なんとなく思った
本日2話目
ギガンテス率いるサイクロプスたちの群れを壊滅させてから数日後、ライたちは今日は冒険者業お休みの日にしていた。
たまにはこういうお休みの日を取らないとね。
「ハクロ、まだなの?」
「うーん、ここをこうするとダメですので・・・ここにです」
「よし、角とれた」
「あぁぁぁぁぁっ!!」
現在、僕はハクロとリバーシというモノをやっていた。

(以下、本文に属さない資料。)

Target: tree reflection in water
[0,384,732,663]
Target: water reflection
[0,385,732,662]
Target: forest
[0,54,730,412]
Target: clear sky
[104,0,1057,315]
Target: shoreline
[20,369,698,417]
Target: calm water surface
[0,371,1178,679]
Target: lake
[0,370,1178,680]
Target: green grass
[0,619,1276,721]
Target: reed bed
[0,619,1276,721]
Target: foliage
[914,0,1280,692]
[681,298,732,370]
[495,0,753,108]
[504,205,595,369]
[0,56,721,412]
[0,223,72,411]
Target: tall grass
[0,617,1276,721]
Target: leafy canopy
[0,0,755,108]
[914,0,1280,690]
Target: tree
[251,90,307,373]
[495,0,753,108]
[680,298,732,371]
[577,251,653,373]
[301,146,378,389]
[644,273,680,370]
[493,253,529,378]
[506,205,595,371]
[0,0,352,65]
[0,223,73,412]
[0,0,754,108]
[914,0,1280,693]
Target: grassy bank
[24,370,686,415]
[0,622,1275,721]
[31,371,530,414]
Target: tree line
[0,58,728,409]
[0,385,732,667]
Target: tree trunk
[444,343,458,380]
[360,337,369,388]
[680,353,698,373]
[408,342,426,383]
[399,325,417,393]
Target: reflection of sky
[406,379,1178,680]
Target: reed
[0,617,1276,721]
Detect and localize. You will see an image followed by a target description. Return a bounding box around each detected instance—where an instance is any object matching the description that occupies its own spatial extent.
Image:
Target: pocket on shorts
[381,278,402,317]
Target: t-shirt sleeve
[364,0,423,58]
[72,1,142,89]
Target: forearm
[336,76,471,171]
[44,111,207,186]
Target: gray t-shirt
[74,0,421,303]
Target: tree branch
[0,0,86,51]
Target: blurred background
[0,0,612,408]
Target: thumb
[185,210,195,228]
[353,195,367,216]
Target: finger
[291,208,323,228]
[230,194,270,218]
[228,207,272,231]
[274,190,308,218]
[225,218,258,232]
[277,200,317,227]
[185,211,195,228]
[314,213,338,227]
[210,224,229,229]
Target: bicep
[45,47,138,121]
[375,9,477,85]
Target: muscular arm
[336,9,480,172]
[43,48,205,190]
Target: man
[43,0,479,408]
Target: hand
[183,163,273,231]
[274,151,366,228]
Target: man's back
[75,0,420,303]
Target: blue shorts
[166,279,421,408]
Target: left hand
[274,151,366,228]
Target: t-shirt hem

別名オセロともいう遊び道具だ。
そして、僕が黒色、ハクロが白色で対局しているのだが・・・・
「・・・・ハクロ、超弱い」
「言わないでくださいよ・・・」
みていたヤタがポツリとつぶやき、その状況を見ると角をすべて僕に取られていて、ハクロのは1枚しか残っていなかった。
「こうなることってあるのかな?」
「・・・1枚だけというのは物凄い確率」
「将棋やチェスなら負けないんですけど、なぜかこれだけ負けるんですよね・・・しかも極端に」
色変えても、先攻後攻変えてもなぜかハクロはこれで負ける。
というか、全員の得意なものと不得意なものって結構バラバラだった。
「ハクロの将棋、チェスでの勝率89%、ですがリバーシでは0.2%デス」
「そこまではっきり分析されるとかなりへこむんですけど」
ワゼが正確に出した結果に、ハクロはかなりへこんだ。
「そういえば、ワゼはこういうのをやらないよね」
「私は『人型家事戦闘万能型魔人形』で魔道具の一種に分類され、こういう物は計算でどのようにすれば勝てるのかわかってしまうため楽しめないんデスヨ」
「計算しなければいいんじゃ?」
「いえ、ついしてしまうのデ・・・」
ワゼにもそういう悩みはあるようだ。
「魔道具がそのように思考できて意志があるっていうのも珍しいのじゃがな」
と、何やら髪を少し焦がしたアルテミスが話にはいってきた。どうも薬品の調合でやらかしたらしい。
「そういうもんなのか?」
「うむ、大体普通の魔道具は生活用品じゃろう?我らが魔力を流して、それで稼働するのじゃが、ワゼの様なのはなんというか珍しいのじゃ」
「ワゼは遺跡から出てきたものだしね・・・」
あのモッサンさんの指名依頼の時に所有物となったんだよね。
「見た目がほとんど人にそっくりですけど、唯一違うってわかるのはその耳だしね」
耳が明らかに無機質なもので出来ているからね。
「見た目が人と変わらなくて、それでいて違和感がないっているのはそれはそれですごいですよね」
「・・・ハクロ、それ私たちも似たようなものじゃない?」
まあ、たしかにハクロたちも似たようなものだよね。モンスターだけどほとんど人と変わらないところが多いもん。
「あれ?そういえばミアンたちは?」
「ああ、それでしたら先ほどミアン、エリー、ルミナスの3人で外出を確認していマス。どうやらミアンとロウでこの町の案内をしておくようデス」
「ああ、そういえばエリーはまだここにきて日が浅いんだっけ。ミアンも似たようなものだけど」
「ちなみに、エリーは人の姿の状態で行きましタ」
そっちの方が生活的に便利らしい。
ただ、言葉を発することができないので現在筆談で会話できるように文字も勉強中なんだよね。
教えているのは主にハクロだけど。
「リーゼとロウはどうしておるんじゃ?」」
「二人とも、現在仲良く昼寝中デス。布団をかけておきましたので大丈夫デスヨ」
「そういう気が利くところとか、ワゼのいいところだよね」
「はい、そのようにできておりマスノデ」
そう言いながら、ワゼは洗濯物を取り込むために部屋から出ていった。
その姿を見て、ふと僕は有る事を思った。
「そういえば、ワゼってメイドとしても優秀だけど、僕らが依頼で出ている間ギルドでも働いているよね」
「そういえば、休んでいる姿をあまり見ませんよね」
「・・・ギルドでも、書類仕事なんかをこなしている」
「魔道具ゆえに、自身が仕事をこなすのは当たり前じゃと思っておるのじゃろう。たまには適度な休憩を取らぬとだめじゃろうが・・」
うーんとその場で悩む。
ワゼもたまには働かないで休んだほうが良いんだろうけどさ、そもそも休み方とかわかっているのかな?
「所有者として僕が登録されているみたいで、命令すればいうことを聞くそうだけどさ、『休め』って命令とかっていいのかな?」
「ちょっと違うような気がする」
なんか稼働停止の方として受け止めそうな気がする。
ふと思いついただけだけど、なんとなくワゼもゆっくり休んで欲しいと僕らは思い、帰ってきたミアンたちにも話してみて考えるのであった・・・・。
たまには休ませないとね。
ブラック企業とかでもないんだし。